Cuando yo había llegado más o menos a la mitad del recorrido todo sucedió muy rápido; los pasos se aceleraron y sonaron junto a mí, y un empujón me hizo girar y me colocó de espaldas a la pared. Un hombre joven, desconocido, por supuesto, me apretaba el cuello con algo que llevaba en su mano derecha –podía ser un cuchillo o una navaja, pero nunca llegué a ver ese objeto, solo notaba la presión y la amenaza en la garganta y eso era lo suficiente como para no intentar comprobar si, en realidad, era un arma blanca o cualquier objeto inofensivo utilizado para la ocasión-. Me empujaba contra la pared, su pierna entra las mías, y, con la mano libre, la izquierda, empezó a desabrocharme el vestido que llevaba. Yo estaba muerta de miedo, no temía que me violara, temía que me matara. Recuerdo el manoseo torpe y apresurado, y la presión sobre mi boca de una boca dura y fría, como de mármol. Yo solo deseaba que llegara alguien, pero el tiempo se me hacía eterno y nadie quería coger ese metro, de modo que lo único que se me ocurrió para salvar mi vida fue hablarle, intentar dejar de ser para él una cosa y que me reconociera como una persona, ensayar algún nexo de unión con él; con mi posible asesino, con mi probable violador.
Cuando empezaron a oírse pasos, al inicio de aquel pasillo inmenso y desierto, él desapareció corriendo y yo me apresuré a recuperar la compostura, a colocarme otra vez el sostén y a abrocharme el vestido.
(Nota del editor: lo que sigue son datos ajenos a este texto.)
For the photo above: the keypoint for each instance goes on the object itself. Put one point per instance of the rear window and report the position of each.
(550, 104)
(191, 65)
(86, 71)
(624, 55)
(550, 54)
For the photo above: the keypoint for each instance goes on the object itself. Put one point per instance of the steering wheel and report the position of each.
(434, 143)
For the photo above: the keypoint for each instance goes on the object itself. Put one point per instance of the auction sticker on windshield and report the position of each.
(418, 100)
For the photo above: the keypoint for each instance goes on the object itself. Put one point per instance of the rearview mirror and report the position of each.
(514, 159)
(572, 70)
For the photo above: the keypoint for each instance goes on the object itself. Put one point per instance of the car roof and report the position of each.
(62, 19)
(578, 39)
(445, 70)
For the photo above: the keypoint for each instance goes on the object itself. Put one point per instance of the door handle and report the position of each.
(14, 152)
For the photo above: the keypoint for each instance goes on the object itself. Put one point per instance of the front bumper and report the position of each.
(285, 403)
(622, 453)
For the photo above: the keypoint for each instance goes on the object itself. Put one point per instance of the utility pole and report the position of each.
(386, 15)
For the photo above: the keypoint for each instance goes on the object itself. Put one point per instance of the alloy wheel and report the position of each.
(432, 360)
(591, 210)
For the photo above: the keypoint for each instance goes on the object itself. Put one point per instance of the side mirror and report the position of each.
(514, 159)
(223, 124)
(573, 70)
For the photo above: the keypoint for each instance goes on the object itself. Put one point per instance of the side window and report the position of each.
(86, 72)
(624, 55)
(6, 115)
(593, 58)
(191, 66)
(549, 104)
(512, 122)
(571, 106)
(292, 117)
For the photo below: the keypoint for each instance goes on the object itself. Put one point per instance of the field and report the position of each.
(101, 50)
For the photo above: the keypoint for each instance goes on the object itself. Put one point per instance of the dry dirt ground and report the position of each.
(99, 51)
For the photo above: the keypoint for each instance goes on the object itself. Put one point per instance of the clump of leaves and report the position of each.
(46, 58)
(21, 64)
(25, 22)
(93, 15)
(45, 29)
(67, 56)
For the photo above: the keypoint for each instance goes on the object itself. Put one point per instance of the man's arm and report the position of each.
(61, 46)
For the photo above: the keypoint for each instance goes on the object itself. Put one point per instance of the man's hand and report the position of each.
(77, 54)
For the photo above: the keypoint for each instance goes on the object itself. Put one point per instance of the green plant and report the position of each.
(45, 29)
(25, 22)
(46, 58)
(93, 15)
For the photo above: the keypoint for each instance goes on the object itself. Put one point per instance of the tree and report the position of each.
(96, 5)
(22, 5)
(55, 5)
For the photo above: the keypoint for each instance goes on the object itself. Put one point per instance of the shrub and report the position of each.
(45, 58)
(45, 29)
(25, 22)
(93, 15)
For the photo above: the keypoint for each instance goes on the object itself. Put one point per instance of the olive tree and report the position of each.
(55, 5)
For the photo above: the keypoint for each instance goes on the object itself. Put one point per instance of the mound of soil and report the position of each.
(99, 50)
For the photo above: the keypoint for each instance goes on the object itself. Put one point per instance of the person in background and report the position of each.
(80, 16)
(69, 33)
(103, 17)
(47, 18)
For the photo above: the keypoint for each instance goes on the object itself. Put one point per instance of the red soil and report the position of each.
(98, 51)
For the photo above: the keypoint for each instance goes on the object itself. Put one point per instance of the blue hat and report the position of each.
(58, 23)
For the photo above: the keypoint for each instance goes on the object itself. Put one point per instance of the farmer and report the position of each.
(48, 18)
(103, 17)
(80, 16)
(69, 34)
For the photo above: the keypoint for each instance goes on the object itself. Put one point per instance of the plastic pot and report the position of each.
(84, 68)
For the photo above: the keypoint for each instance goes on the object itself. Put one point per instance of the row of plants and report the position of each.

No recuerdo si vi pasar ante mí a los viajeros que, involuntariamente, acababan de salvarme la vida, pero sí recuerdo, como si fuera ahora, que me dirigí al interior del metro y, en la taquilla, les dije –me costaba hablar- a los dos empleados que allí había, un hombre y una mujer, en charla amigable, lo que me había pasado. Ellos estaban protegidos por la mampara de cristal, protegidos de todo lo que les era ajeno, ya fuera ese violador de mierda que campeaba por los pasillos desiertos o, incluso, yo misma. Y así siguieron, ajenos a todo, tan solo comentaron que intentara buscar a algún guardia de seguridad -no sé si es que ellos no podían o no querían avisar a ninguno-, y la empatía máxima a la que llegaron fue a dejar de charlar y poner cara de circunstancias. Y yo me fui sola, con mi miedo a morir y el alivio de que eso no hubiera sucedido. El asco llegó más tarde.
Hace treinta años no habíamos dejado atrás una pandemia y no era obligatorio llevar mascarilla y, quizás por esa razón, los guardias de seguridad, a las 9:30 de una noche otoñal en Madrid, estaban lejos de cualquier sitio y, por supuesto, muy lejos de mí. Nadie los llamó, yo no los busqué y tampoco los vi en el recorrido que debí hacer, a pie o en el vagón. Mi razón era muy importante para mí, pero supongo que, para otros, para los que relativizan, este tipo de razones no lo son tanto. Nada comparable a saltarse a la torera la norma de llevar mascarilla en el metro.